Все вопросы повестки, включая дело Паприки, отложили на потом, и разговор зашел о выборе преемника пожилому инспектору Ямабэ, подавшему заявление об уходе. Этим делом занимался Инуи, который, по слухам, уже держал кого-то на примете. Но для утверждения в должности требовалось решение всех членов совета.
– Кстати, об инспекторе,– сказала Токиде Ацуко, когда они после собрания шли по коридору.– Не хотелось бы, чтобы и здесь оказался человек Инуи.
– Это почему?
– Тебе не показались странными объемы закупок из «Токио электронике Гикэн»?
– Ну. Потому я и сказал, что больше там заказывать не буду.
– И при этих словах занервничал Кацураги.
– Разве?
– Тогда я и подумала – они мошенничали. Пользуясь твоей безалаберностью, раздували объемы закупок, да еще и на крючке тебя держали.
– Да, пожалуй.
– Необходимо, чтобы инспектором стал надежный человек. Я поговорю с директором. Буду просить, чтобы он рекомендовал того, кому доверяет сам.
– Меня больше забавляет, как они засуетились, когда мы обмолвились об уходе. Понимают, что стоит нам уйти, и исследования не сдвинутся с места. И только один заместитель, как мне показалось, не прочь устранить не только директора, но и нас с тобой. Но если только разглагольствовать, пущены технологии на самотек или нет, на одном этом институт не протянет.
– Слушай! – Ацуко вдруг будто осенило. Она остановилась в рекреации перед аптекой – оттуда их пути к лабораториям расходились. Остерегаясь взглядов снующих медсестер и психотерапевтов, она тихо промолвила: – А Инуи прежде не выдвигали на Нобелевку?
– Именно! – Токида в изумлении вытаращился на люминесцентную лампу под потолком.– Я об этом слышал. Разумеется, это было давно – мы тогда еще под стол пешком ходили.
– Между прочим, он велел тебе оставить все результаты исследований.
– Хочет приписать себе мои заслуги? Не бывать такому! – Выкрикнув, Токида быстро посмотрел по сторонам и горько усмехнулся: – Давай об этом потом, ладно?
– Хорошо.
Вернувшись в лабораторию, Ацуко пожалела, что не спросила у Токиды, поставил ли он блокиратор. Нобуэ Какимото просматривала сон тяжелобольного, записанный накануне. Доклад она так и не откопировала.
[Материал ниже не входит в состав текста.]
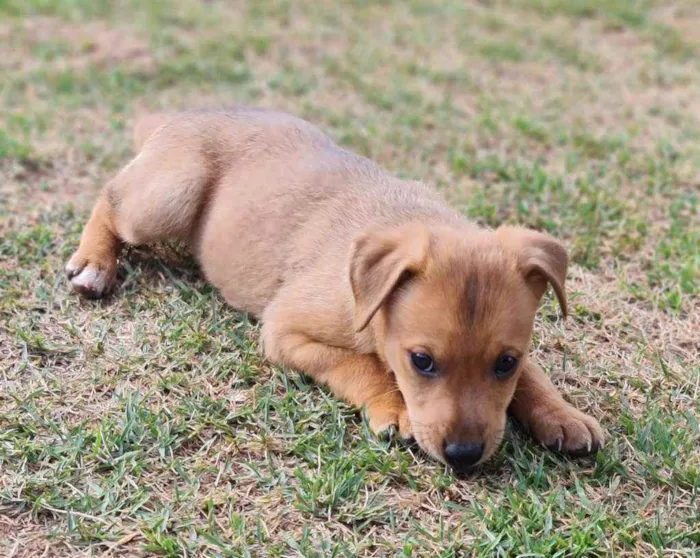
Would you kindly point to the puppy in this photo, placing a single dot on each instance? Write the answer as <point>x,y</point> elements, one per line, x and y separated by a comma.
<point>369,284</point>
– Этот сон тебе смотреть нельзя. Слишком опасно.– Ацуко поспешно отключила монитор.– В чем дело? Доклад необходимо срочно сдать.
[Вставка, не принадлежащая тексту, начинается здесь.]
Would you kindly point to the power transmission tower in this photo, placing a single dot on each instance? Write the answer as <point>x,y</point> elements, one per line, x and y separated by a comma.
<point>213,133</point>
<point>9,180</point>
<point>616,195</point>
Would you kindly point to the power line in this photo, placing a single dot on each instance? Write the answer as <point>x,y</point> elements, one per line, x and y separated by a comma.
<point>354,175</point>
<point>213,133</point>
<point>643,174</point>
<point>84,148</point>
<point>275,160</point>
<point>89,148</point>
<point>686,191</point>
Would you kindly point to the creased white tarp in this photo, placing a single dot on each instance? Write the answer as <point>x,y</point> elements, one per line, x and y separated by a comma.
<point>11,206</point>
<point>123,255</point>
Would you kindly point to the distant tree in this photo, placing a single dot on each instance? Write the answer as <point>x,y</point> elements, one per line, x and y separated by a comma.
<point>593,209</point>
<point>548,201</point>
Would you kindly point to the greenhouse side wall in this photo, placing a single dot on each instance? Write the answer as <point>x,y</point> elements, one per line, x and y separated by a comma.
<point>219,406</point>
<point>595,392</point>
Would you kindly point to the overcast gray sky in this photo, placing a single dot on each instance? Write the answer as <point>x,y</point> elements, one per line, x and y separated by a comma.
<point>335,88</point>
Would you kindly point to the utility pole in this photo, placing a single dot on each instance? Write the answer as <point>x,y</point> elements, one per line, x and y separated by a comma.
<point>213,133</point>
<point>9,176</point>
Нобуэ сидела, потупив взгляд, но вдруг резко встала. Со всего маху, как будто совсем спятила, она залепила Ацуко пощечину.
– Не задавайся! Красавица, мать твою!
14
Видимо, Паприка сообщила привратнику о визите гостя: тот сразу же пропустил Носэ. Было около полуночи. Тацуо Носэ тут же направился к лифту в глубине вестибюля.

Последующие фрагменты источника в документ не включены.